Self Quiz for "Using Antibiotics and Chemical Agents to Control of Bacteria"
B. Ways in which our Control Agents Affect Bacteria

Study the material in this section and then write out the answers to these questions.
Do not just click on the answers and write them out. This will not test your understanding of this tutorial.

1. Matching:

_____ Alter bacterial 30S ribosomal subunits blocking translation. (ans)

_____ Inhibit peptidoglycan synthesis causing osmotic lysis. (ans)

_____ Alter bacterial 50S ribosomal subunits blocking translation. (ans)

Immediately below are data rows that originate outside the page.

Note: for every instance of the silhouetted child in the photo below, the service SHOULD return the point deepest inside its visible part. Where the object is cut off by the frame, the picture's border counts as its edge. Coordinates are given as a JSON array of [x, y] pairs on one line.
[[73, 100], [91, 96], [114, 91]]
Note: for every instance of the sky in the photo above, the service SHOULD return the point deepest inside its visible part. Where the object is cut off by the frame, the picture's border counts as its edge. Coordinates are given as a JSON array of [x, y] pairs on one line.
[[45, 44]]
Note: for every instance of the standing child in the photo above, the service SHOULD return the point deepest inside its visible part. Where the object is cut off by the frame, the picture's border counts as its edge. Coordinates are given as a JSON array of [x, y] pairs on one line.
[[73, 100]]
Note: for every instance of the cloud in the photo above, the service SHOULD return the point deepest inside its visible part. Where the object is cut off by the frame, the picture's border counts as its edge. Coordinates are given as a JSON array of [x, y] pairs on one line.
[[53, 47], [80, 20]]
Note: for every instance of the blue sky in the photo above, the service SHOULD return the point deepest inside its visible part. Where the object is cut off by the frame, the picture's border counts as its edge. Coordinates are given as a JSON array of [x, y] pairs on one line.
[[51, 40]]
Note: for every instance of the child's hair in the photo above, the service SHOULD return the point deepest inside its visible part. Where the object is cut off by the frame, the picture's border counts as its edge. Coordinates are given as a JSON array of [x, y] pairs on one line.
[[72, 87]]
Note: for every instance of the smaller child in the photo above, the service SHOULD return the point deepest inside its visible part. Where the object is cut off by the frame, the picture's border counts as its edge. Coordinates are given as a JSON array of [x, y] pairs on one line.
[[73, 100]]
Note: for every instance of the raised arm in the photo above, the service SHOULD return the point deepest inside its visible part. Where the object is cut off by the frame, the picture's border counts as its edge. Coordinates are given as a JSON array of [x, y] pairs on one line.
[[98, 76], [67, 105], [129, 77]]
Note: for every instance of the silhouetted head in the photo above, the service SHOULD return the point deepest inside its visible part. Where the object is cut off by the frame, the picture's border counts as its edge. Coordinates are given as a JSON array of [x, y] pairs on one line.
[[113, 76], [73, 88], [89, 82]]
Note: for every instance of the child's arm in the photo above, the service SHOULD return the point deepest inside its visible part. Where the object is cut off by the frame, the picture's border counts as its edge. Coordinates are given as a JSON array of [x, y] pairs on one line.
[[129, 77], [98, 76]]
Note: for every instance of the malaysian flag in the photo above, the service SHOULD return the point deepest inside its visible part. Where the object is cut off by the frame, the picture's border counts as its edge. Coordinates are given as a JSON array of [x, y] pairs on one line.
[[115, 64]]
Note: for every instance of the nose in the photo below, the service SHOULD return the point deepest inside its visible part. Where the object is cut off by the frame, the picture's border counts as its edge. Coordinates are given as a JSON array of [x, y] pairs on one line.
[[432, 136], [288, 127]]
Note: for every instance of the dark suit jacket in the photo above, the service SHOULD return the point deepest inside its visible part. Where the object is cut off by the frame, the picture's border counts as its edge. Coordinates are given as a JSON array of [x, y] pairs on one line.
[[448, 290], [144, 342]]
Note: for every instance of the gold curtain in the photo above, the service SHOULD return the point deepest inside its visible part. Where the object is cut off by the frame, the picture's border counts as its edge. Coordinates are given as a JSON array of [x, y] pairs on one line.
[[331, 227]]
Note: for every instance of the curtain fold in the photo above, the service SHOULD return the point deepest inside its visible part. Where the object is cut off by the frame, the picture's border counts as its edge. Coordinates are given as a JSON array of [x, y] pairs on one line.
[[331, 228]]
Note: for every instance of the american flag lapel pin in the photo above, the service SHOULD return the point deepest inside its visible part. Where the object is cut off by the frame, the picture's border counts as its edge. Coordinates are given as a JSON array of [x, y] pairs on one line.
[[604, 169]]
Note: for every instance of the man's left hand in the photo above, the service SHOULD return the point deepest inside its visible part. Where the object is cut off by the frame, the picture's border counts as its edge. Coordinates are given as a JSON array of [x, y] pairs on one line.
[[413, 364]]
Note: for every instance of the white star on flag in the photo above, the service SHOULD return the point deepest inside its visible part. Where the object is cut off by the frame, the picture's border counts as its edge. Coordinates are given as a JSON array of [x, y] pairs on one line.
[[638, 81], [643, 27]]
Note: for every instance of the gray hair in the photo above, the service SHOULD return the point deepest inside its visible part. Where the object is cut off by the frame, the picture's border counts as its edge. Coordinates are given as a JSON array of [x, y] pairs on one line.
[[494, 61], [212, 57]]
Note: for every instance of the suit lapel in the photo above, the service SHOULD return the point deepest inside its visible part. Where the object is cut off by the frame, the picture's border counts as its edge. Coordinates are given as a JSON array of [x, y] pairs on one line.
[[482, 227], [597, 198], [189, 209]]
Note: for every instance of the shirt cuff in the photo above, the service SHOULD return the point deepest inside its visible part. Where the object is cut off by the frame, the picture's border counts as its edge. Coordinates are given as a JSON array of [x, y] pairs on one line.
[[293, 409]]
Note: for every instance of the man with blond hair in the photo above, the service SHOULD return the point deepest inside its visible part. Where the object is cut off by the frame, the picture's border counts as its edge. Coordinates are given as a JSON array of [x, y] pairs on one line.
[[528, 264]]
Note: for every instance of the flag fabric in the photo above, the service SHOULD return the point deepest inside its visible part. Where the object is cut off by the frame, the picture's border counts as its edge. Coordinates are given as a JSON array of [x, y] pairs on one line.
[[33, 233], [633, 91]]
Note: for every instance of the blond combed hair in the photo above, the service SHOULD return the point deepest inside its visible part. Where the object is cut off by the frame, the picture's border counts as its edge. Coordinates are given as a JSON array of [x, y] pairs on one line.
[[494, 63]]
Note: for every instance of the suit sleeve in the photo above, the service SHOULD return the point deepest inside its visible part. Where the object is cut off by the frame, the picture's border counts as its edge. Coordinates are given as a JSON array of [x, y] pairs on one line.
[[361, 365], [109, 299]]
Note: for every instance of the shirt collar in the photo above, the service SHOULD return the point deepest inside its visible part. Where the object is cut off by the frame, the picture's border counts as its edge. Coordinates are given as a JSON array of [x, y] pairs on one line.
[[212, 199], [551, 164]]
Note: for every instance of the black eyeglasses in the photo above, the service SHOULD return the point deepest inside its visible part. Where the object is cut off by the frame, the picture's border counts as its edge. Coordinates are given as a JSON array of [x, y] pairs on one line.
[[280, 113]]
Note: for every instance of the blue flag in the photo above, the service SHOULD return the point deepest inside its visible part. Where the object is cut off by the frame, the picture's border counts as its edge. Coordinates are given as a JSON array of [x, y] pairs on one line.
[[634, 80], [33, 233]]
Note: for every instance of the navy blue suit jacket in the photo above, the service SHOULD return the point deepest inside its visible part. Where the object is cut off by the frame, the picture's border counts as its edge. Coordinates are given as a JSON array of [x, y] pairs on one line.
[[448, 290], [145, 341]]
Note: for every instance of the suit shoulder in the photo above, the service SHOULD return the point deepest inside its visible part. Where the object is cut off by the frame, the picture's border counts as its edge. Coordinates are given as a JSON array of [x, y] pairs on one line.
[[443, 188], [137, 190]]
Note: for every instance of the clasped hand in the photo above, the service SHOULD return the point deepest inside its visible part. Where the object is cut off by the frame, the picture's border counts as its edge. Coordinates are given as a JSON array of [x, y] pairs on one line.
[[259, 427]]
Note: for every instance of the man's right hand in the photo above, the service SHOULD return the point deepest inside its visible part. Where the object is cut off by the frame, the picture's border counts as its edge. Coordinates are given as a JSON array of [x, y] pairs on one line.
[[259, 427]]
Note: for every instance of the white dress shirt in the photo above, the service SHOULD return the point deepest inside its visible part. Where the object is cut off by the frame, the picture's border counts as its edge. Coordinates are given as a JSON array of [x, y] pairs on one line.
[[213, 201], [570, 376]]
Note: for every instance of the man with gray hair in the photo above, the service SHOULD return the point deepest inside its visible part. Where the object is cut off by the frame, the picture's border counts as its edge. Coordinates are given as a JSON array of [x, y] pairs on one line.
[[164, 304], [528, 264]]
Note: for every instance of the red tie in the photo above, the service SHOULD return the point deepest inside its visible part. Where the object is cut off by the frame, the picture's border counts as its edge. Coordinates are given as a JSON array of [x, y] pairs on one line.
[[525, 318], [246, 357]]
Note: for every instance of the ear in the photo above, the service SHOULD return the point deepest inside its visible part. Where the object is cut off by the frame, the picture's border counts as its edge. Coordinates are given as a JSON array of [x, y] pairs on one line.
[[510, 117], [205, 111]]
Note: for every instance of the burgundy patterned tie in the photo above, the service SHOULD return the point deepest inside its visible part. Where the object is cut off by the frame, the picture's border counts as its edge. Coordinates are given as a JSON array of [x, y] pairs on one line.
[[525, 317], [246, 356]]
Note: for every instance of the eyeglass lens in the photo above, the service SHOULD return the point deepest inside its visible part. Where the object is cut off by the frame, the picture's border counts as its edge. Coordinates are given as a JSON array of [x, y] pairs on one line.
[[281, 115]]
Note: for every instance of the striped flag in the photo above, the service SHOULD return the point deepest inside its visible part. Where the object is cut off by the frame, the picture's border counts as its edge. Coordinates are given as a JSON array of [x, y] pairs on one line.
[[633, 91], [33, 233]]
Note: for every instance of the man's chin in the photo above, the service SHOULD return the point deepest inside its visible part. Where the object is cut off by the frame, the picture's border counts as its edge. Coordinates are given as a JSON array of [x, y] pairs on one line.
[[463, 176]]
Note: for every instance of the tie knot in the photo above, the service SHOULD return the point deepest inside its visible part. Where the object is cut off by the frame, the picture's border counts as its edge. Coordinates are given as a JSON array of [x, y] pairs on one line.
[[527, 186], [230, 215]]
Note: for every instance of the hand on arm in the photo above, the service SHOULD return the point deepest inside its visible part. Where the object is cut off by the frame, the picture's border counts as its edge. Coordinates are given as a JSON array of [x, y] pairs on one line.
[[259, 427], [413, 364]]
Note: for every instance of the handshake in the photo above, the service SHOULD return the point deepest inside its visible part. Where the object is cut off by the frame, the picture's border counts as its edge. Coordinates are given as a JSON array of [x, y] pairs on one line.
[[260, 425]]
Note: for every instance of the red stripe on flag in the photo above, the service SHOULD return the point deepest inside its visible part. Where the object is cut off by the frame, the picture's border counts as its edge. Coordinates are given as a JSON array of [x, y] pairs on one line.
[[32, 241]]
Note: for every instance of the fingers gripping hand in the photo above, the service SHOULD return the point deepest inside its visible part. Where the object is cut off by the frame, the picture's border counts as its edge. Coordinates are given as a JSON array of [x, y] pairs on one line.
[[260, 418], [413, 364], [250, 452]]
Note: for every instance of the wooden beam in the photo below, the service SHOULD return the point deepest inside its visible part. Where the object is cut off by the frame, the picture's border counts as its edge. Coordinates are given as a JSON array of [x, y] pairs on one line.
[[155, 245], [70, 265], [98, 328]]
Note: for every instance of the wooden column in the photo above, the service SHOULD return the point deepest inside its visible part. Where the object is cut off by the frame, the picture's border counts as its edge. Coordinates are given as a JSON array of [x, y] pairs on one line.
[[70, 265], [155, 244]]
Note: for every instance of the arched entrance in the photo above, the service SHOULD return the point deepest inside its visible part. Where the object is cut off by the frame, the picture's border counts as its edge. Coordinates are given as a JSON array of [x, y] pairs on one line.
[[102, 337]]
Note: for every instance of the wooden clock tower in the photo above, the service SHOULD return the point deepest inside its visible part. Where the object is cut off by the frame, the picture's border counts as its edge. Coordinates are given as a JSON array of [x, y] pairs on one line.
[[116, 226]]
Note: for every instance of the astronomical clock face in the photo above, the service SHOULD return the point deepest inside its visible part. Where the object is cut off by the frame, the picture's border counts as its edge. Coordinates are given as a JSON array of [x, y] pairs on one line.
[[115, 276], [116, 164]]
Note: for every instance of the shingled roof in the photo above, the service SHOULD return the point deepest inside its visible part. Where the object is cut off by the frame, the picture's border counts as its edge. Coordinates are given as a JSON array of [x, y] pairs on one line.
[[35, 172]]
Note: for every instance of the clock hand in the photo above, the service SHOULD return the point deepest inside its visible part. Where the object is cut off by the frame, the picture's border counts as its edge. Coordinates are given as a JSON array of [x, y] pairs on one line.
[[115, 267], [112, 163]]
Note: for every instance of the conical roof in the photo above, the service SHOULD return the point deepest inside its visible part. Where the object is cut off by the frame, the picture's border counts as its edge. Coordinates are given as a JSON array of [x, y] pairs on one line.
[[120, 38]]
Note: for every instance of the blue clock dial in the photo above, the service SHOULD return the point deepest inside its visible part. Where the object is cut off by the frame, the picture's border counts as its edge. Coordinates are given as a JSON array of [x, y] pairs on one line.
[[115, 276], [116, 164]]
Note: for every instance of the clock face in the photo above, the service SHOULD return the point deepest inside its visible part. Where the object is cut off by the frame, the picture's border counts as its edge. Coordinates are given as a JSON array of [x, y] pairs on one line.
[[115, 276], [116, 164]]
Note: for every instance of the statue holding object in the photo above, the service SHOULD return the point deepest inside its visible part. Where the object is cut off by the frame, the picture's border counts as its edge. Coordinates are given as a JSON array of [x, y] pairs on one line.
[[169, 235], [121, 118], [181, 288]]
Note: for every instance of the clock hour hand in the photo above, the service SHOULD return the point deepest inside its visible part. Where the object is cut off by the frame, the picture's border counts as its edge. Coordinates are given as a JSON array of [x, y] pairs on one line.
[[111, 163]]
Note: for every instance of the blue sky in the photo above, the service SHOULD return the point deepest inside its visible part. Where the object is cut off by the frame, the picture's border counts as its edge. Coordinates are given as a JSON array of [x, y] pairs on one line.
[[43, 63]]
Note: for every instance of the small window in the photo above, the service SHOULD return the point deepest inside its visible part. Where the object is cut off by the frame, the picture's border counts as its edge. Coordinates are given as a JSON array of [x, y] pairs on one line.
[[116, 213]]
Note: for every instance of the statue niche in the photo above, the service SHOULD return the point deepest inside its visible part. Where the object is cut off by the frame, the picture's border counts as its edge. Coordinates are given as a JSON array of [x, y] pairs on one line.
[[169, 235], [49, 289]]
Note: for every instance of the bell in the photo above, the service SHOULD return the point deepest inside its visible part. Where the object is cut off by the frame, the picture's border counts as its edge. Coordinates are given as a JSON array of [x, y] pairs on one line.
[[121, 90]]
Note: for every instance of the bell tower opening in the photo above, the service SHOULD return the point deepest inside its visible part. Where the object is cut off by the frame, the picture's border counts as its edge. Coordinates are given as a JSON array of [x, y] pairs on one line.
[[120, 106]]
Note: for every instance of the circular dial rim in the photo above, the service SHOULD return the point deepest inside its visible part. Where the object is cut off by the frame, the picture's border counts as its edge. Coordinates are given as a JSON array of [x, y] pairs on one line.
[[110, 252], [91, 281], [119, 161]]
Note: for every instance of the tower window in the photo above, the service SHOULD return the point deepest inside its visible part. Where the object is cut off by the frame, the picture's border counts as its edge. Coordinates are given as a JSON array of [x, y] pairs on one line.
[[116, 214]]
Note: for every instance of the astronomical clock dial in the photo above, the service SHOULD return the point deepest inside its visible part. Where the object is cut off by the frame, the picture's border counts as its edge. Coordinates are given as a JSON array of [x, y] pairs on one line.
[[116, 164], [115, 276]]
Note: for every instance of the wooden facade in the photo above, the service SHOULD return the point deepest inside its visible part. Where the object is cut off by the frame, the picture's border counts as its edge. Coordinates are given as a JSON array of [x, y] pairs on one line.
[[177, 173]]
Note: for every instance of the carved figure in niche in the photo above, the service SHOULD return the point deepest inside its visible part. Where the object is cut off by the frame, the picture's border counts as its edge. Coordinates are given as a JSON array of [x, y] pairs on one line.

_____ Inhibit nucleic acid synthesis. (ans)

 

A. macrolides (erythromycin, azithromycin, clarithromycin, dirithromycin, troleandomycin, etc.), oxazolidinones (linezolid), and streptogramins

B. penicillins, monobactams, carbapenems, cephalosporins, and vancomycin

C. fluoroquinolones (norfloxacin, lomefloxacin, fleroxacin, ciprofloxacin, enoxacin, trovafloxacin, etc.), sulfonamides and trimethoprim, and metronidazole

D. aminoglycosides (streptomycin, neomycin, netilmicin, tobramycin, gentamicin, amikacin, etc.) and tetracyclines (tetracycline, doxycycline, demeclocycline, minocycline, etc.)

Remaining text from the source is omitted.